Egalité femmes/hommes dans les entreprises d’au moins 50 salariés : à compter du 1er janvier 2012, l’inaction de l’entreprise pourra être sanctionnée

Les entreprises d’au moins 50 salariés doivent avoir conclu, d’ici le 1er janvier 2012, un accord collectif d’entreprise ou un plan d’action en faveur de l’égalité professionnelle entre les femmes et les hommes. En cas de défaillance, les entreprises s’exposent au paiement d’une pénalité financière.

Aux termes du préambule de la Constitution de 1946, « la loi garantit à la femme dans tous les domaines des droits égaux à ceux des hommes ». Un long chemin a été parcouru depuis cette déclaration de principe, sur le plan de l’égalité entre les femmes et les hommes et tout particulièrement, pour ce qui nous intéresse, l’égalité professionnelle.

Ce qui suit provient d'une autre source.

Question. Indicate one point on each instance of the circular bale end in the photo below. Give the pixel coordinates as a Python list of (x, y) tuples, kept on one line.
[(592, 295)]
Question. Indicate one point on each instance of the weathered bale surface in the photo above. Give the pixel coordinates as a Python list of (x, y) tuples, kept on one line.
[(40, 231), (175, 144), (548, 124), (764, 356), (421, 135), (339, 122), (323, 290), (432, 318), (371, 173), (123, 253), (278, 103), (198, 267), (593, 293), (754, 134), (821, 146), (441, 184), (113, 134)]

Alors que le principe de l’égalité salariale « pour un même travail ou pour un travail de valeur égale » a fait son entrée dans le Code du travail en 1972[1], il faut encore attendre la loi Roudy du 13 juillet 1983 pour qu’obligation soit notamment faite aux entreprises de formaliser et de quantifier les inégalités professionnelles par la remise d’un rapport écrit sur la situation comparée des conditions générales d’emploi et de formation des femmes et des hommes dans l’entreprise.

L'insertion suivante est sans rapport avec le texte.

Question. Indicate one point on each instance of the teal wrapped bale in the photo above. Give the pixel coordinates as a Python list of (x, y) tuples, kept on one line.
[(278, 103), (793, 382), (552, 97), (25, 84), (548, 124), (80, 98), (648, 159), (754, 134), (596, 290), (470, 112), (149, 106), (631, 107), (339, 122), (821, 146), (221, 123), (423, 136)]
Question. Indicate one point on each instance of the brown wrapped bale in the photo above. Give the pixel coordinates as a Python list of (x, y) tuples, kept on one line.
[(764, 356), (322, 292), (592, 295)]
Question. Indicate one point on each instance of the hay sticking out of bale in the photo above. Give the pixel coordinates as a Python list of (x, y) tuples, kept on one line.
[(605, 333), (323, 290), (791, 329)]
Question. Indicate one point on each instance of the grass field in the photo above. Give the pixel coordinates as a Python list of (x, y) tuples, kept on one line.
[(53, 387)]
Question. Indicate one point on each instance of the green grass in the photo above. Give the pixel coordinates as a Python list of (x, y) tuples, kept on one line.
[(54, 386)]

Cependant, si cette loi représente une avancée incontestable, elle est suivie de peu d’effets, de même que la loi Génisson adoptée le 9 mai 2001, qui institue la négociation annuelle obligatoire en matière d’égalité professionnelle dans les entreprises. Le législateur continuant son avancée a adopté la loi du 23 mars 2006 prévoyant notamment une suppression des écarts de rémunération à la date du 31 décembre 2010[2].

Force est pourtant de constater à la lecture du rapport Grésy remis au Ministère du Travail le 8 juillet 2009[3] que les femmes sont largement pénalisées notamment par un taux de chômage supérieur à celui des hommes, un accès moindre à la formation continue dans le secteur privé, une précarité plus grande, des écarts de rémunération, une sous-représentation dans la gouvernance des entreprises.

Par ailleurs, le rapport constate qu’en 2008, seules 7,5% des entreprises déclarant un délégué syndical ont signé un accord d’égalité professionnelle et plus de la moitié n’ont pas élaboré de rapport sur la situation comparée des hommes et des femmes.

Suite à ce rapport Grésy, deux nouvelles lois sur l’égalité professionnelle recherchant très clairement à garantir l’effectivité de l’égalité professionnelle, ont vu le jour. Ainsi, la loi du 27 janvier 2011 sur la représentation équilibrée des femmes et des hommes au sein des organes de direction fixe des seuils de représentation des deux sexes dans les conseils d’administration (ou de surveillance) et prévoit, pour assurer l’effectivité de la mixité, que les nominations intervenues en violation des proportions fixées par la loi se verront frappées automatiquement de nullité et entraîneront une suspension temporaire du versement des jetons de présence.

Suivant le même objectif d’efficacité, l’article 99 de la loi du 9 novembre 2010 sur la réforme des retraites a introduit, à l’instar de la méthode retenue pour encourager l’emploi des seniors, une pénalité financière à laquelle s’exposent les entreprises d’au moins 50 salariés qui ne seront pas couvertes, d’ici le 1er janvier 2012, (i) soit par un accord collectif (ii) soit, à défaut, par un plan d’action portant sur l’égalité professionnelle entre les femmes et les hommes.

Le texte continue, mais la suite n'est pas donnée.